Cleopatra, Marie Curie, Indira Gandhi, Angela Merkel, Florence Nightingale, and Margaret Thatcher are only some of the history’s outstanding female leaders. They made progress in politics, social change, and medical innovation despite the male-dominated spheres in which those women flourished.
Feminine insights and mindsets let them achieve their goals, through a few female contemporaries rose as high in society decades and centuries ago. Gender bias was a formidable problem that lessened over time.
Female Leadership is a more acceptable reality today. There are reasons why increasing numbers of women reach such heights.
There’s scientific evidence that women make great leaders for biological and intellectual reasons. Female brains are built to focus on communication, memory, plus emotional and social connections.
Women Want Everyone Involved
Women tend to create allies who help them to achieve goals, aka shared victories. That’s excellent for the mental health of their minions. Men focus on perception plus counter-productive competitiveness, limiting their odds of being effective authority figures/leaders. They’ll stake out territory, frustrating an employee’s or colleague’s access to information and sabotaging or preventing decision-making roles. The motivation is too often a desire for exclusive, unshared, goal-achieving glory. True leaders, however, foster success from the top down and bottom up of their organizations, guiding grateful people inside and even outside those groups. It’s a feminine mindset.
Less successful people tend to behave tyrannically, alienating underlings who might consequently sabotage the tyrant’s efforts. Authoritative, power-grabbing figures aren’t genuine leaders. Women rarely fill such roles. Women avoid making enemies or weak yes-men of people.
Members of the female-led organization usually give what they’re able and receive what they need, a sort of Marxism that can’t succeed in too-large groups.
As the article The World’s Most Powerful Women 2019 – Forbes indicates, some women become great leaders by prioritizing staff members and colleagues’ interests rather than alienating stressed-out people with rigid formalities.
Life Lessons and Ladylike Leadership
Building on the tortuous path they traversed makes some women great leaders. The solution-oriented balancing experience lets them practice making effective decisions, gaining insights into what will or won’t help them achieve goals. Women apply those life lessons to their employment and leadership goals.
Competition with men fosters inner strengths that help women to persevere instead of collapsing over disappointments or glitches, especially if women must overcome gender bias and blatant sabotage of their efforts by insecure males. That requires resolve. Female leaders in any sphere of life tend to excel at it. That’s how they achieve their objectives.
A maxim indicates that “Women work twice as hard and twice as smart as men to secure half the credit.” Women in minority populations too often must make even more concerted efforts to succeed in the world. Finessing such formidable treks develops and perfects superb leadership skills along the way.

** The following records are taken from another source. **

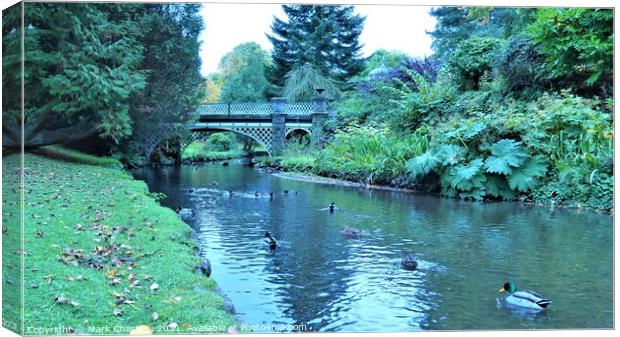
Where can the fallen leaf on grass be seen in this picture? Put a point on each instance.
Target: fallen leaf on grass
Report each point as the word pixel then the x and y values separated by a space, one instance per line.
pixel 175 300
pixel 63 300
pixel 141 330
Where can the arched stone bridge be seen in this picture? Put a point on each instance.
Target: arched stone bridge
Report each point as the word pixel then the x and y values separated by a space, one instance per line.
pixel 267 122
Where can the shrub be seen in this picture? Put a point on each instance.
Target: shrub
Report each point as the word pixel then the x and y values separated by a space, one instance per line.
pixel 472 59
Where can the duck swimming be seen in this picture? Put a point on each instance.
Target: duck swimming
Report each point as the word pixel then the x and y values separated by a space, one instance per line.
pixel 408 262
pixel 185 213
pixel 273 244
pixel 350 232
pixel 524 298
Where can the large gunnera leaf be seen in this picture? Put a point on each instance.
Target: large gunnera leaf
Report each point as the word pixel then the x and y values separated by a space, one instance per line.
pixel 505 155
pixel 524 177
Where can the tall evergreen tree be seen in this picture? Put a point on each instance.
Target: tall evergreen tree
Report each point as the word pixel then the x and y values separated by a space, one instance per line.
pixel 81 67
pixel 243 70
pixel 325 36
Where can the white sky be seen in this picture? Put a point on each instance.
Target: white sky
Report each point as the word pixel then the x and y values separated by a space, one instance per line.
pixel 400 28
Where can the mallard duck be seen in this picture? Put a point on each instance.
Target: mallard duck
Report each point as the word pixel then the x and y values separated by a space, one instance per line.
pixel 524 298
pixel 185 213
pixel 351 232
pixel 408 262
pixel 271 241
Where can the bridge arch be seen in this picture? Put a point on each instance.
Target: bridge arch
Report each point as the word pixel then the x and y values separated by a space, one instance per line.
pixel 291 130
pixel 263 136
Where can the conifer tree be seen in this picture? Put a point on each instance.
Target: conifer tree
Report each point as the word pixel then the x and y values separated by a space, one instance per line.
pixel 325 36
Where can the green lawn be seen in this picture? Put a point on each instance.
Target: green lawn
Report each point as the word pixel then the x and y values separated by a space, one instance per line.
pixel 101 252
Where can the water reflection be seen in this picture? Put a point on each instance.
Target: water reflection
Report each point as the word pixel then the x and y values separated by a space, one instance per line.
pixel 329 282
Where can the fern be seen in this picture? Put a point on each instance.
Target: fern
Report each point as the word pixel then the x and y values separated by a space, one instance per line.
pixel 524 177
pixel 506 154
pixel 497 186
pixel 451 154
pixel 467 177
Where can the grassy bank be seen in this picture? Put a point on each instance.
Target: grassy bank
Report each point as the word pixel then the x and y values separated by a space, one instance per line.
pixel 101 253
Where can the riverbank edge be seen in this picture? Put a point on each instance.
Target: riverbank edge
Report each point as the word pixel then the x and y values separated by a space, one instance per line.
pixel 279 171
pixel 210 285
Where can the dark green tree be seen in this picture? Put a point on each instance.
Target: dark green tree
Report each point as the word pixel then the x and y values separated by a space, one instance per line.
pixel 81 69
pixel 325 36
pixel 243 70
pixel 578 44
pixel 457 24
pixel 171 61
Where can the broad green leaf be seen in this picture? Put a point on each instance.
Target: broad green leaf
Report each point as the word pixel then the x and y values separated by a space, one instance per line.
pixel 466 177
pixel 524 177
pixel 497 186
pixel 451 154
pixel 422 164
pixel 506 154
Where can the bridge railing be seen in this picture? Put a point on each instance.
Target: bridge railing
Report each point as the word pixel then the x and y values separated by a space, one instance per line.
pixel 261 108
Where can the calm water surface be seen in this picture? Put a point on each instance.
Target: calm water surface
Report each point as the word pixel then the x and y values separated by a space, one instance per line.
pixel 322 280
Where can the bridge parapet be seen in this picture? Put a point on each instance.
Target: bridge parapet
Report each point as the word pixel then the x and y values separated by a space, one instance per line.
pixel 254 109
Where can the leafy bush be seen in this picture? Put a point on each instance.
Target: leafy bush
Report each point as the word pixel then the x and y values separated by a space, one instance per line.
pixel 370 155
pixel 301 84
pixel 472 59
pixel 520 65
pixel 578 44
pixel 557 149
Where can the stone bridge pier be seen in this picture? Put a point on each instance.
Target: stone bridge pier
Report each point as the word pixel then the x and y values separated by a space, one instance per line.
pixel 279 118
pixel 268 123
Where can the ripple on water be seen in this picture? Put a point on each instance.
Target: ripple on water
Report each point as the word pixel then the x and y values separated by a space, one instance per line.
pixel 464 251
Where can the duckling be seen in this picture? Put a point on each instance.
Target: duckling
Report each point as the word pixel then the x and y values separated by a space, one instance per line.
pixel 271 241
pixel 408 262
pixel 205 268
pixel 350 232
pixel 185 213
pixel 524 298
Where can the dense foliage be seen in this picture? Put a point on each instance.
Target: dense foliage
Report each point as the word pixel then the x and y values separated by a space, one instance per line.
pixel 243 72
pixel 107 70
pixel 514 105
pixel 325 36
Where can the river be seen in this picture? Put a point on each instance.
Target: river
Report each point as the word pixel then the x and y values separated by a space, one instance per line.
pixel 319 280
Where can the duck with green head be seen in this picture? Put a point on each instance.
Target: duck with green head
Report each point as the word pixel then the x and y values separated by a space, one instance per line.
pixel 524 298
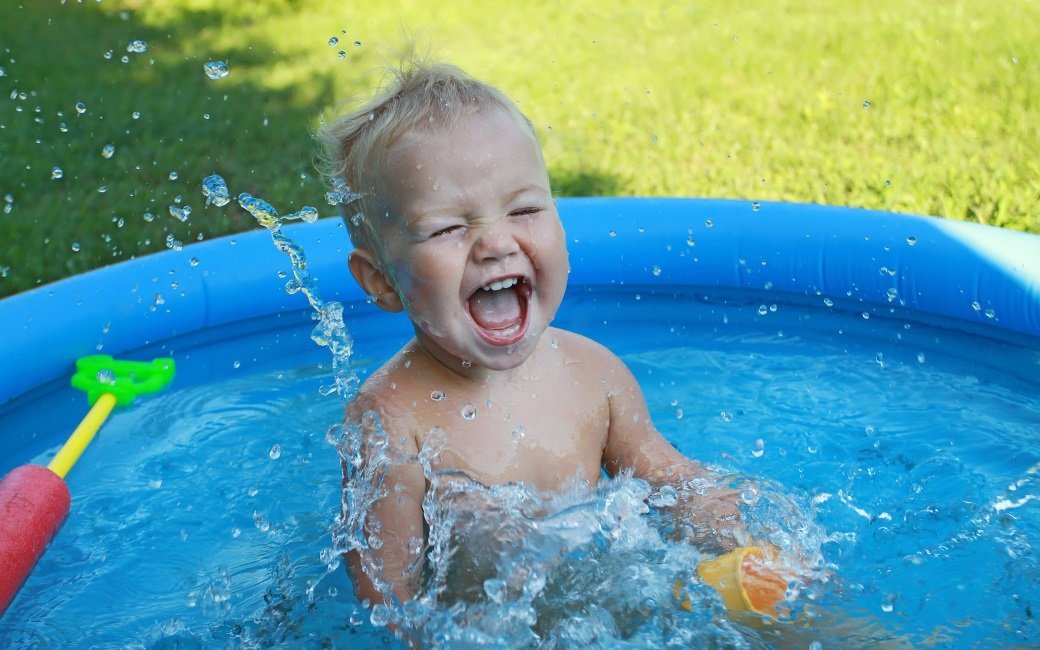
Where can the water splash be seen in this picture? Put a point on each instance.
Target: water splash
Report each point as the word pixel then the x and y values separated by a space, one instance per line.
pixel 215 190
pixel 341 193
pixel 216 70
pixel 595 565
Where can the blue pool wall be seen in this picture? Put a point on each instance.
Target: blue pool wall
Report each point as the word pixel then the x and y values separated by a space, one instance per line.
pixel 966 276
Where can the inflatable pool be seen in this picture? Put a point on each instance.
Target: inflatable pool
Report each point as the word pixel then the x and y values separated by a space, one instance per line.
pixel 221 309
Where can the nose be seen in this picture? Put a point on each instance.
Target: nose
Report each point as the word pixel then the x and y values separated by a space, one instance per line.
pixel 495 242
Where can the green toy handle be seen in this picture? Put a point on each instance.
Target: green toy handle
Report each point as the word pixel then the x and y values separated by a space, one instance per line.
pixel 99 374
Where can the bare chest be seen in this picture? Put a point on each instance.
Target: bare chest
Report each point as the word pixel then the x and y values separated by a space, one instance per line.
pixel 534 437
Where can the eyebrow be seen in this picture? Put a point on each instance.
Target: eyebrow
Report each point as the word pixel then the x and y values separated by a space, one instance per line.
pixel 413 219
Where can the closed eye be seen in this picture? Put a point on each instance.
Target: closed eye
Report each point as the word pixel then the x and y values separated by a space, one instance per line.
pixel 445 231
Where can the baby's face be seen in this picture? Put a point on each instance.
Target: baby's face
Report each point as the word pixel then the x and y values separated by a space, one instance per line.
pixel 474 242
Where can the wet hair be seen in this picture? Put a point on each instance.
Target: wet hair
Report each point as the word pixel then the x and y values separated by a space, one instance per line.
pixel 417 96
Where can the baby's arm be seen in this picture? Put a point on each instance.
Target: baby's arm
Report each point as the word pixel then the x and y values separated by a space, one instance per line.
pixel 633 443
pixel 394 525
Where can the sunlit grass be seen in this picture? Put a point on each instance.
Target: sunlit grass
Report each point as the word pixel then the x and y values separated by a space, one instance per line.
pixel 927 107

Struggles fill women with insights about similar challenges to be overcome by underlings and colleagues. They take preventative action while solving existing problems, facilitating success- that insight and consequent compassion-in-action nurture a shared sense of commitment to specific goals. Such bonding promotes the ability to foresee and to face problems together.

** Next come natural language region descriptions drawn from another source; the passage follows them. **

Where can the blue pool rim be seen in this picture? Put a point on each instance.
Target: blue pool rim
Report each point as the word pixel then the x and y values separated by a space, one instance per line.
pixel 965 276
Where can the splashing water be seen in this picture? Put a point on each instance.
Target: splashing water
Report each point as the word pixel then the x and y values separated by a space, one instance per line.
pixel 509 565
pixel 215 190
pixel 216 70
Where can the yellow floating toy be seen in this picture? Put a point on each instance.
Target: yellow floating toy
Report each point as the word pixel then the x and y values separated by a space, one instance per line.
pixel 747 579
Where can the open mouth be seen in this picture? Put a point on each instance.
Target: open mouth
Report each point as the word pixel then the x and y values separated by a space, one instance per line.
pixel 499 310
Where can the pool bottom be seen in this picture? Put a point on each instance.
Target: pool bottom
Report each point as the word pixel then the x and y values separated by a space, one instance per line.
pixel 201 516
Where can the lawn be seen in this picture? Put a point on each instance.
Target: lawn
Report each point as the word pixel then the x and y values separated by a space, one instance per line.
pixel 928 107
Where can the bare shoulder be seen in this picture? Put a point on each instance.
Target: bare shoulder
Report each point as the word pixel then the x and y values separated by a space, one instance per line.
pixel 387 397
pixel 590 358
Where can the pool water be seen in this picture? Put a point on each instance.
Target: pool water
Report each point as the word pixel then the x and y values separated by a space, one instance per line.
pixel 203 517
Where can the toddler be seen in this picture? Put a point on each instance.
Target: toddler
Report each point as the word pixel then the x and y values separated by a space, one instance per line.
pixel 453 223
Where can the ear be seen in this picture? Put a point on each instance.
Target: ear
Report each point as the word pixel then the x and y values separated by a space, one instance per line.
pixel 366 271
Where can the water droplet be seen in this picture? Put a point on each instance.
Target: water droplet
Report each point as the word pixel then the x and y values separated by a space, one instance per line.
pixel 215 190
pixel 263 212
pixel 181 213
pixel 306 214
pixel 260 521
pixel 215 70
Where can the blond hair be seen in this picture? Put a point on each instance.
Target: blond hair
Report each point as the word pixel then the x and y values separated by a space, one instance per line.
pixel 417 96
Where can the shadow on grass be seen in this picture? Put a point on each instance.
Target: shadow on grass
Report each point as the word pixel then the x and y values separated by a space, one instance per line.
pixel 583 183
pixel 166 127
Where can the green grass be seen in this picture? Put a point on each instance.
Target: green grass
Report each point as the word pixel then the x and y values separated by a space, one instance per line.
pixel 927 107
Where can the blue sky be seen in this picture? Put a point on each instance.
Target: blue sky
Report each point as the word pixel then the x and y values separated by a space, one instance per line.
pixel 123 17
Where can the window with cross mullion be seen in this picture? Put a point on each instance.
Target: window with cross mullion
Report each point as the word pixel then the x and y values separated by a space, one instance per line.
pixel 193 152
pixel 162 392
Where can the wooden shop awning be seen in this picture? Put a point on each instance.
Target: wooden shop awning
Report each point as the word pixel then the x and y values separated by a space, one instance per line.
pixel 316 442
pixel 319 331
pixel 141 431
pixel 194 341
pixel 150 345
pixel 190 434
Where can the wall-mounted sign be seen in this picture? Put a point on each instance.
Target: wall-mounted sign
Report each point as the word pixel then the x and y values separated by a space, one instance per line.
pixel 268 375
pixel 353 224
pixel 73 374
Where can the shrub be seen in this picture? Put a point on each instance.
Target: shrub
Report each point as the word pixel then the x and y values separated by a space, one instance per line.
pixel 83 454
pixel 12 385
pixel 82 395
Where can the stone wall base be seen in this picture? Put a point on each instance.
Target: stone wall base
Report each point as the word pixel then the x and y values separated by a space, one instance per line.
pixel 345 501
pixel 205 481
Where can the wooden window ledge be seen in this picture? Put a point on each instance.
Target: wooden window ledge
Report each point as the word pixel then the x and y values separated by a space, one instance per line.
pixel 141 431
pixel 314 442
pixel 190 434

Underlings feel safe when revealing organizational problems to a pro-active female boss. Everyone realizes that the information must necessarily be shared and will be gratefully accepted. Males might undermine success by making underlings fear angry responses when problems are cited. Underlings find it safer to remain silent. The problems go unaddressed, sometimes undermining progress until it’s too late for corrective action.
Changing the World to Fit Female Equations
Great female leaders often change paradigms. When social, political, or other expectations cannot contain the entirety of female creativity, women frequently respond to the limitations with an “I’ll change the world with my shortfall” approach.
According to researchers- “Leadership, in the classic sense, demands one to obsessively develop a single career or interest to the point their expertise in that one area serves as a beacon of trust for others to follow who can’t invest that level of sacrifice into one topic. The flip side of this is [that] it demands sacrificing everything else in life to attain that level of expertise. In my psychotherapy practice, I work with many women who are trying to advance their careers. There’s no question women are leaders in the classic sense. What often happens, though, around their late 30’s, is they realize they want more. They want better marriages that were put on hold for the career. They want to get married in the first place. They want children and realize that door is swiftly closing. It strikes me that women are in a unique position where they must decide what sort of leader they want to be. Will they be a leader in this classic sense? Or, will they sacrifice having only one obsession in order to balance a fuller life?
This, too, is a type of Leadership and is more akin to what moral philosophers would call a life of virtue – balancing the many vital needs of life into one harmonious whole. Of course, women are leaders, but it seems that the unique challenge which female leaders put before all of us is figuring out how to strive to live a fuller, more balanced life.”